How Queen works under the hood.
Queen is three layers stacked end-to-end. PostgreSQL stores everything. A C++ engine called libqueen fuses many HTTP requests into batched stored-procedure calls. A uWebSockets HTTP server distributes work across worker threads and routes responses back to the right connection. This page is the mental model, enough to predict how the system behaves under any workload, without reading the source.
The three layers
Read the system top-down. Each layer has one job.
The trick that makes this fast: HTTP threads never touch libpq directly.

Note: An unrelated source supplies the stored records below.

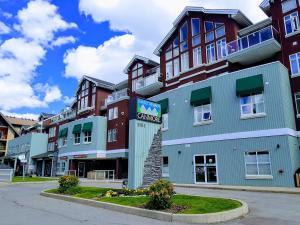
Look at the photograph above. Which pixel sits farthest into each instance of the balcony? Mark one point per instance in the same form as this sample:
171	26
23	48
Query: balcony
149	85
117	96
254	47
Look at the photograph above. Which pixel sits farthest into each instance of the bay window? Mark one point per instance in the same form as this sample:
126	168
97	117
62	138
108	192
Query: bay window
295	64
258	163
291	23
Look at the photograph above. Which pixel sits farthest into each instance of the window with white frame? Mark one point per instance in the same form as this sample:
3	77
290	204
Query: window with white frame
258	163
165	167
113	113
87	137
197	56
252	105
185	61
295	64
77	138
210	53
221	48
288	5
291	23
165	121
297	100
202	113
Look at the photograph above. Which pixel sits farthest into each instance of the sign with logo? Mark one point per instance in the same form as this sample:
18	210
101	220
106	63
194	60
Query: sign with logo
145	110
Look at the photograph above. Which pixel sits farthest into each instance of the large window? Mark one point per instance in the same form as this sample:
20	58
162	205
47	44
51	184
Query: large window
297	99
77	138
291	23
210	53
113	113
87	137
202	114
295	64
258	163
165	121
288	5
252	105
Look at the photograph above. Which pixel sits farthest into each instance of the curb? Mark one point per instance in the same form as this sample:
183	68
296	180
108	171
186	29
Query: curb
241	188
169	217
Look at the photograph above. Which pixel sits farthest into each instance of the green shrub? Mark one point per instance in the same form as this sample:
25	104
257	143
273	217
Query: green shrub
73	190
67	182
160	193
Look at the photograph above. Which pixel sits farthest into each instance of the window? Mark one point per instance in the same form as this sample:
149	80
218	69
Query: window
210	53
221	48
88	137
113	113
196	38
197	57
288	5
297	99
165	167
202	113
295	64
220	32
77	138
165	121
184	61
252	105
291	23
258	163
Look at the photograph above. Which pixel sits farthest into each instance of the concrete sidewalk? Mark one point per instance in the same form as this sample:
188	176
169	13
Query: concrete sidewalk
243	188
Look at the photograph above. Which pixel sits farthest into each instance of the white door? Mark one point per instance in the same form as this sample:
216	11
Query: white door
205	169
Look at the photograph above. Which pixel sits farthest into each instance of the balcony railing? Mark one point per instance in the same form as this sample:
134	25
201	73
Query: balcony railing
116	96
252	39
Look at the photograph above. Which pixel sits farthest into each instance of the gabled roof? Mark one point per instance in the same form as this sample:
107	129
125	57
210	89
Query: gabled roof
235	14
144	59
9	124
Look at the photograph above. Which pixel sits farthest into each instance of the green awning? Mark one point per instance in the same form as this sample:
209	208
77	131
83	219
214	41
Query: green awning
76	129
87	127
201	96
250	85
63	133
164	106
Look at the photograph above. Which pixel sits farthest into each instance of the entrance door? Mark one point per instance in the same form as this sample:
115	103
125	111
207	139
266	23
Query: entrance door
205	167
81	169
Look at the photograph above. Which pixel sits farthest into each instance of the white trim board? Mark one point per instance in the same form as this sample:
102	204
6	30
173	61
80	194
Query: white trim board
233	136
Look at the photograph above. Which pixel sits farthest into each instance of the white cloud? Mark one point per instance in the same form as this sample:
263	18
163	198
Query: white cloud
146	23
63	40
40	20
20	57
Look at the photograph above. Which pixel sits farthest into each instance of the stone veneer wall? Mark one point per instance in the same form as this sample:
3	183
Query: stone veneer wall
153	163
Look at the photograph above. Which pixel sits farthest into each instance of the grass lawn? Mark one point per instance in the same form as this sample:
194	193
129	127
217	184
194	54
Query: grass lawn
193	204
32	179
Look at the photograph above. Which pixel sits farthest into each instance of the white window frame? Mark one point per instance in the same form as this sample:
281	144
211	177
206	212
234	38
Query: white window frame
251	104
258	175
165	122
297	55
87	137
197	57
202	109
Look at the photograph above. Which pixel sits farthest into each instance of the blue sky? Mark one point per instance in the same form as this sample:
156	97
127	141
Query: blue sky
47	45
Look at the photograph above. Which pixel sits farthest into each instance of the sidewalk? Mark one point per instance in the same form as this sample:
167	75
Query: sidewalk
243	188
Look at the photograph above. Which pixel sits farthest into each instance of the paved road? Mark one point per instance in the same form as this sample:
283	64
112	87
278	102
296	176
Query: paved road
22	205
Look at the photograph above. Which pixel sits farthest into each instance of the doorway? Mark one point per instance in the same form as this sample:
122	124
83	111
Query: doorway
205	169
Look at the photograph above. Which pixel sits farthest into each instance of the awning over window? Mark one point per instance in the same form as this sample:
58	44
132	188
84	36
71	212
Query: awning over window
77	129
87	127
201	96
164	106
250	85
63	133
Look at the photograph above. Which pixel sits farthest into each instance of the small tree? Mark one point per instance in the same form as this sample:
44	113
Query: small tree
67	182
160	193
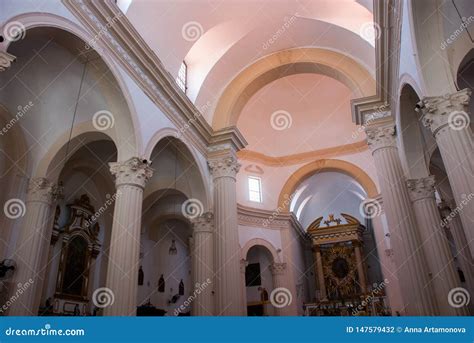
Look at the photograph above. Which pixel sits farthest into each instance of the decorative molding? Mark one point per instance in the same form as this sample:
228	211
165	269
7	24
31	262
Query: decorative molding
135	172
287	160
437	109
41	189
226	166
381	136
387	18
6	60
422	188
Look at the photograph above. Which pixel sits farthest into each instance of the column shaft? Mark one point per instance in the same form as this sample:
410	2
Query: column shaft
409	259
435	244
32	246
227	250
124	250
448	118
203	263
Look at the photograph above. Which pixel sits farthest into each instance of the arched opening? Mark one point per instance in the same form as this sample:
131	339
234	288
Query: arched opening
259	281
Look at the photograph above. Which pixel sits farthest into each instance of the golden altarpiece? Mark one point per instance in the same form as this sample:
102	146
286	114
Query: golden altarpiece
340	270
80	246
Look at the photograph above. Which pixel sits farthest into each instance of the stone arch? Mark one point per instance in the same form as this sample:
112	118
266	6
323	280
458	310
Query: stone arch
191	153
324	165
35	20
263	243
284	63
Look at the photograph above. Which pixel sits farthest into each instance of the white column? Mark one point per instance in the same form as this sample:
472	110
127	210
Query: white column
227	250
32	246
409	259
448	118
282	299
203	263
320	274
434	243
360	267
243	267
122	272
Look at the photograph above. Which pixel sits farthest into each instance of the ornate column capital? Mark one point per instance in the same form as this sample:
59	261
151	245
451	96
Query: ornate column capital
135	172
203	223
421	188
41	189
6	60
381	136
227	166
449	110
278	268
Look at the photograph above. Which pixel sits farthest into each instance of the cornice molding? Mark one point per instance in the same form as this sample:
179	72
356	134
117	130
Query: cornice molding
347	149
387	19
268	219
138	59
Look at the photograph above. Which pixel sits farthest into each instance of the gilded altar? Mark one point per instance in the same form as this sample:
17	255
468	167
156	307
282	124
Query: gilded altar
340	270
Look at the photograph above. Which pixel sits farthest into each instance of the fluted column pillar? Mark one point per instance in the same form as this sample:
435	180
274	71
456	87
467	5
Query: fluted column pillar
435	244
409	258
122	272
203	262
32	247
224	168
448	118
360	266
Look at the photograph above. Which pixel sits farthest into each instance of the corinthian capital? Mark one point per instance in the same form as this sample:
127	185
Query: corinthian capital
134	171
42	190
203	223
278	268
381	136
449	110
6	60
421	188
224	166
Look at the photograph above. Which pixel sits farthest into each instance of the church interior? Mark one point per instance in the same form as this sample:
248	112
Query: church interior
236	158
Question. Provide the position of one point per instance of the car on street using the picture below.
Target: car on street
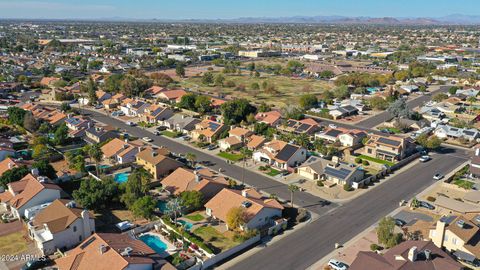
(424, 158)
(337, 265)
(400, 222)
(426, 205)
(147, 139)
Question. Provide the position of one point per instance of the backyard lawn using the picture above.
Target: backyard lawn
(464, 183)
(13, 243)
(195, 217)
(230, 156)
(215, 238)
(376, 160)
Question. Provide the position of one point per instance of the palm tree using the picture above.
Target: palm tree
(191, 157)
(293, 188)
(95, 153)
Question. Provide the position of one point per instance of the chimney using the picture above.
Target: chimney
(102, 249)
(412, 254)
(428, 254)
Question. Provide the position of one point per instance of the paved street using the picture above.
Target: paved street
(264, 183)
(304, 247)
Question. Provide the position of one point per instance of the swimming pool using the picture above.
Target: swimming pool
(154, 242)
(188, 226)
(121, 177)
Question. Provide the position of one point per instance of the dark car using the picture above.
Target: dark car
(427, 205)
(36, 264)
(400, 222)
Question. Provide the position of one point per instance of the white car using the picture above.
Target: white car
(337, 265)
(424, 158)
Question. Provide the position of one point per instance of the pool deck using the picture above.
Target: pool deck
(170, 247)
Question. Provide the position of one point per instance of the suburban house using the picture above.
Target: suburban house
(208, 129)
(304, 126)
(385, 147)
(156, 114)
(99, 134)
(121, 152)
(406, 255)
(474, 163)
(271, 118)
(156, 162)
(260, 212)
(171, 95)
(61, 225)
(186, 180)
(28, 192)
(108, 251)
(180, 122)
(458, 235)
(280, 154)
(334, 171)
(447, 131)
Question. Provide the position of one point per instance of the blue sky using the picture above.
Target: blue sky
(213, 9)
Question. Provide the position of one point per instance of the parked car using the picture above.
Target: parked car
(147, 139)
(424, 158)
(426, 205)
(400, 222)
(337, 265)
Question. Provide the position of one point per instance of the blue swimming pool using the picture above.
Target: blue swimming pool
(188, 226)
(121, 177)
(154, 243)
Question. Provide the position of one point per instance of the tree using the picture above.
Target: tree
(61, 135)
(180, 70)
(207, 78)
(399, 109)
(236, 217)
(13, 175)
(292, 188)
(143, 207)
(96, 195)
(385, 232)
(16, 115)
(308, 101)
(30, 122)
(44, 168)
(236, 111)
(192, 199)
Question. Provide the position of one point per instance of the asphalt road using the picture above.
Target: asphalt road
(304, 247)
(303, 199)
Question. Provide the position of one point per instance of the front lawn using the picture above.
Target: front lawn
(273, 172)
(230, 156)
(221, 241)
(13, 243)
(195, 217)
(376, 160)
(463, 183)
(170, 134)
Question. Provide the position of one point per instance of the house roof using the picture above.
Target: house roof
(227, 199)
(397, 258)
(58, 216)
(87, 255)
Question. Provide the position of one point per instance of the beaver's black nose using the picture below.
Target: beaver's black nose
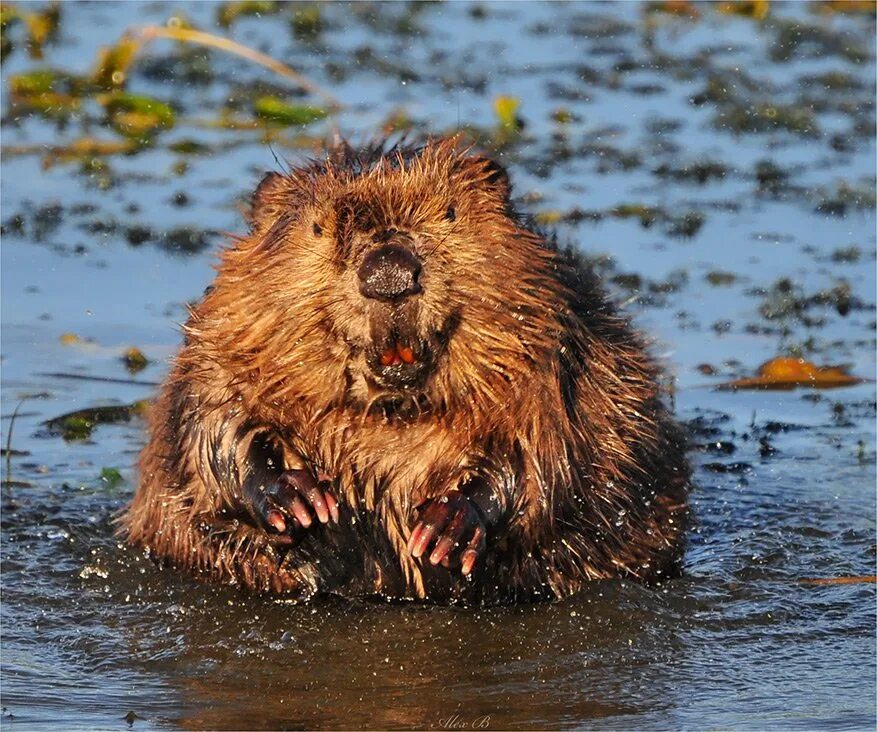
(389, 272)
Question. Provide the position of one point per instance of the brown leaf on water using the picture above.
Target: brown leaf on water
(789, 373)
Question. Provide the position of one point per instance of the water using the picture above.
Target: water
(92, 631)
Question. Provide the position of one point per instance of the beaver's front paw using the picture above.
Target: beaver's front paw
(288, 504)
(456, 528)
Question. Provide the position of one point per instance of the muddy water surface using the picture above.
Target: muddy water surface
(720, 169)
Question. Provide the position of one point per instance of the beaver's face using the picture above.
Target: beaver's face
(396, 299)
(401, 283)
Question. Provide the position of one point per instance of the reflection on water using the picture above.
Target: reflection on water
(730, 238)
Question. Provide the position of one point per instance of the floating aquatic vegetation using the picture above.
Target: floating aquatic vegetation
(846, 196)
(755, 9)
(78, 425)
(228, 13)
(746, 116)
(287, 114)
(699, 172)
(795, 39)
(48, 92)
(784, 373)
(111, 477)
(509, 124)
(40, 27)
(307, 21)
(134, 360)
(113, 62)
(137, 116)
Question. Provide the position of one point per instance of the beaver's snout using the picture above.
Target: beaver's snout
(389, 272)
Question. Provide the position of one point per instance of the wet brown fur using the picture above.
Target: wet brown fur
(539, 386)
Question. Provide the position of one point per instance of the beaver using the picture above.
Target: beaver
(397, 386)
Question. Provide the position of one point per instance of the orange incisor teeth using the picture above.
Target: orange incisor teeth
(397, 354)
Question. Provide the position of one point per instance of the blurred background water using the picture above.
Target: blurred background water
(717, 162)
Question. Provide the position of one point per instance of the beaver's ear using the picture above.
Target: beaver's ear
(486, 172)
(274, 196)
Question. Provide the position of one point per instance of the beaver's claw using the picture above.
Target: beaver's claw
(455, 529)
(291, 502)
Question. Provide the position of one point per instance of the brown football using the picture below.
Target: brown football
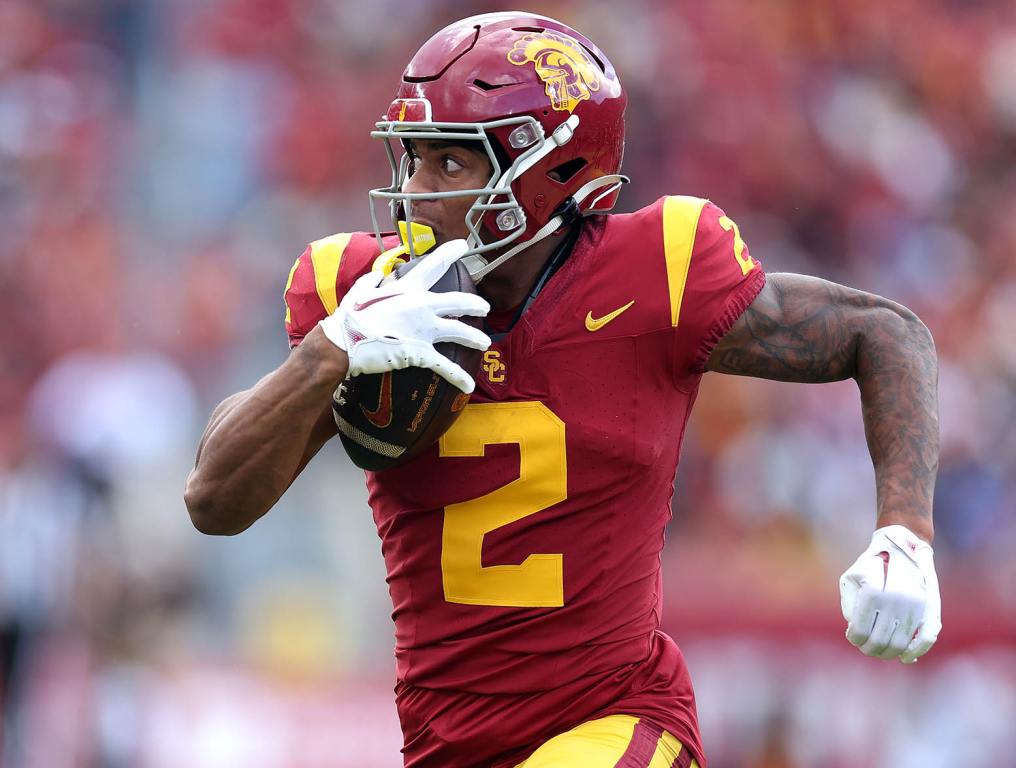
(385, 420)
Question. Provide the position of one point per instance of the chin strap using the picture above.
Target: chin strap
(479, 267)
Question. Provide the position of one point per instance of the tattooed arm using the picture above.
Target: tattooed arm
(806, 329)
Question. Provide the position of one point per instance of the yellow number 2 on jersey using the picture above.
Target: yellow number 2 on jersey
(739, 245)
(542, 483)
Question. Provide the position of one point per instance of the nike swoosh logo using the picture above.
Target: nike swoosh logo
(364, 305)
(595, 323)
(381, 416)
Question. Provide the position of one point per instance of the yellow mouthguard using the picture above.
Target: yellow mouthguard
(423, 241)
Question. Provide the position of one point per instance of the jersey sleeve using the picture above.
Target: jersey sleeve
(716, 282)
(320, 277)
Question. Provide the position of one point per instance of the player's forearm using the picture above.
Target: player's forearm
(258, 441)
(897, 375)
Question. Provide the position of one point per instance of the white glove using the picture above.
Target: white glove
(890, 596)
(395, 324)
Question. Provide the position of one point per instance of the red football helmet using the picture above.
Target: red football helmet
(545, 104)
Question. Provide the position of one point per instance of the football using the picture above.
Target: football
(385, 420)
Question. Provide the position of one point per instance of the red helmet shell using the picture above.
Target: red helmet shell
(500, 65)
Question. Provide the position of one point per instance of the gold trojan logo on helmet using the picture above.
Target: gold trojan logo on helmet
(564, 67)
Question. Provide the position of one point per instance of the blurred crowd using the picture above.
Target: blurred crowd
(163, 163)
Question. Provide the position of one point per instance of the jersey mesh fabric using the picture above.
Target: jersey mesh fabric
(486, 684)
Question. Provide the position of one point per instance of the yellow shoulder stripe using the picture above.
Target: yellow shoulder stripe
(289, 284)
(326, 255)
(681, 214)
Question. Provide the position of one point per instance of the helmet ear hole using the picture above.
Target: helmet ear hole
(566, 171)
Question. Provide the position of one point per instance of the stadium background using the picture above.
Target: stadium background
(163, 163)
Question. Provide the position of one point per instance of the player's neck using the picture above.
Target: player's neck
(509, 284)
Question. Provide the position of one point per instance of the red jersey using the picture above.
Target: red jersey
(523, 550)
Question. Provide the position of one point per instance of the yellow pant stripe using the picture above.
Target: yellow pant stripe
(667, 752)
(681, 214)
(326, 254)
(600, 744)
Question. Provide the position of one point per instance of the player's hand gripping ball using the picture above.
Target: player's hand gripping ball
(411, 363)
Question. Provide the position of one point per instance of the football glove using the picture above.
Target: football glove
(385, 325)
(890, 596)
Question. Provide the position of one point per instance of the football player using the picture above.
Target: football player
(523, 550)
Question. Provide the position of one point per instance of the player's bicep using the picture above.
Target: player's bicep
(799, 328)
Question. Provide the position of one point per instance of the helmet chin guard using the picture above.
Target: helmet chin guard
(541, 101)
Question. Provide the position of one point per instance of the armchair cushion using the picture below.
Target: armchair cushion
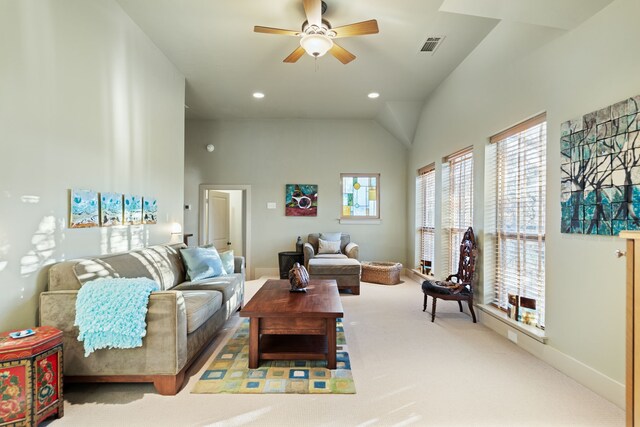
(334, 237)
(444, 288)
(328, 246)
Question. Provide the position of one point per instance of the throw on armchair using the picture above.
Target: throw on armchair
(325, 249)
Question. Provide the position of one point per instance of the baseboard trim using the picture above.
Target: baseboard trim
(270, 272)
(596, 381)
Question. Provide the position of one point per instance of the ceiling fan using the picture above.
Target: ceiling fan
(316, 37)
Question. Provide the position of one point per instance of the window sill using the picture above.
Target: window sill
(531, 331)
(422, 275)
(359, 221)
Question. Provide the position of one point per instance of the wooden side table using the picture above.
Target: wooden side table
(31, 377)
(286, 260)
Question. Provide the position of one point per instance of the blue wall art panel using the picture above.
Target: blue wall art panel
(132, 209)
(111, 209)
(83, 209)
(150, 210)
(600, 170)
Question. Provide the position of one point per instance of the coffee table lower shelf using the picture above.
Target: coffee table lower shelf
(293, 347)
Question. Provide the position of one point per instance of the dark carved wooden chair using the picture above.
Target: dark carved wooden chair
(462, 288)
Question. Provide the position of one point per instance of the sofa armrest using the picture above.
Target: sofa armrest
(308, 254)
(352, 250)
(238, 264)
(164, 347)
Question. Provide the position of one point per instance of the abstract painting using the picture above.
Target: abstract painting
(132, 209)
(84, 209)
(600, 170)
(301, 200)
(111, 211)
(150, 210)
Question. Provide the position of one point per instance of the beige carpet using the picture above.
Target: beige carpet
(409, 372)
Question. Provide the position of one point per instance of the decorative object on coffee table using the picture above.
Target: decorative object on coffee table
(286, 261)
(299, 278)
(31, 376)
(383, 273)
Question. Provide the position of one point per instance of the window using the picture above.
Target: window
(457, 201)
(425, 217)
(516, 184)
(360, 196)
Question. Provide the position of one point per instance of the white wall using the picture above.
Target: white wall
(268, 154)
(235, 221)
(86, 101)
(566, 75)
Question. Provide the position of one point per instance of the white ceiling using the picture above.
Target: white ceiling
(213, 44)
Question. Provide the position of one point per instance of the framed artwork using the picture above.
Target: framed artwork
(111, 211)
(132, 209)
(600, 170)
(150, 210)
(83, 209)
(301, 200)
(360, 196)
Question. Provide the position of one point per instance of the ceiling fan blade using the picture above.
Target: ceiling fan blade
(271, 30)
(357, 29)
(295, 55)
(313, 10)
(342, 54)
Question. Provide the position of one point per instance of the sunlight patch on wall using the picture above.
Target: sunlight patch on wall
(44, 244)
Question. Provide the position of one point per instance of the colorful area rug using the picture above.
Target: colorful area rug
(229, 372)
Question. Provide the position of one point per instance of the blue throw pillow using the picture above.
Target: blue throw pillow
(202, 263)
(228, 261)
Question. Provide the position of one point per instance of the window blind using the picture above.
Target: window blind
(457, 196)
(425, 217)
(516, 184)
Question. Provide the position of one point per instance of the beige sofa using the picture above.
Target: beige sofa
(342, 267)
(182, 317)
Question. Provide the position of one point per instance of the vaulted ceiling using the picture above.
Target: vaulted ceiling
(213, 44)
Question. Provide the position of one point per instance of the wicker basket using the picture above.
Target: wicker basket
(384, 273)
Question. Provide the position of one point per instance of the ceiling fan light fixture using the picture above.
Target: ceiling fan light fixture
(316, 45)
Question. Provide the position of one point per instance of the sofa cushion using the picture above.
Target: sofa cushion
(331, 267)
(202, 263)
(228, 260)
(228, 285)
(200, 306)
(331, 256)
(160, 263)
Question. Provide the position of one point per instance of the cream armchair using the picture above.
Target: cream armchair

They drop a request into libqueen's per-type queue and return immediately. libqueen
collects requests of the same type, fuses them into one batched stored-procedure call
on a non-blocking PostgreSQL connection, then disperses the per-row results back to
each waiting HTTP request via a cross-thread defer().
Data model, PostgreSQL is the source of truth
Everything the system knows about, every queue, every message, every consumer offset , lives in PostgreSQL rows. There is no in-memory queue state on the server that survives a restart. The schema is intentionally small:
| Table | What it holds |
|---|---|
queues |
Per-queue configuration: lease_time, retry_limit, retention windows, encryption flag, DLQ flags, priority. |
partitions |
Named lane inside a queue. Logical only, Queen does not use PostgreSQL native table partitioning. |
messages |
The payload. Dedupe key is (partition_id, transaction_id), not just transaction_id, idempotency is partition-scoped. |
partition_consumers |
The lease + offset cursor for each (partition_id, consumer_group) pair. Holds last_consumed_id, lease_expires_at, worker_id, batch_size, acked_count, batch_retry_count. This single row is what makes "queue mode" and "consumer-group mode" share the same code path. |
consumer_groups_metadata |
Per-named-group subscription mode (all / new / from timestamp). |
partition_lookup |
"Head of stream" snapshot per partition: last_message_id, last_message_created_at, updated_at. Lets pop decide whether a partition has anything new without scanning messages. |
consumer_watermarks |
Wildcard-pop optimization: last_empty_scan_at per (queue, group). Caught-up consumers skip stale partitions. |
dead_letter_queue |
Failed messages that exceeded the retry limit, plus the original error message. |
traces, messages_consumed, stats, system_metrics |
Append-only logs and rollups powering the dashboard. |
Two indexes carry the hot path
messages (partition_id, created_at, id), the cursor scan that pop walks to find the next batch of unconsumed messages on a claimed partition.- UNIQUE
(partition_id, transaction_id)onmessages, enforces dedupe viaON CONFLICT DO NOTHINGin push.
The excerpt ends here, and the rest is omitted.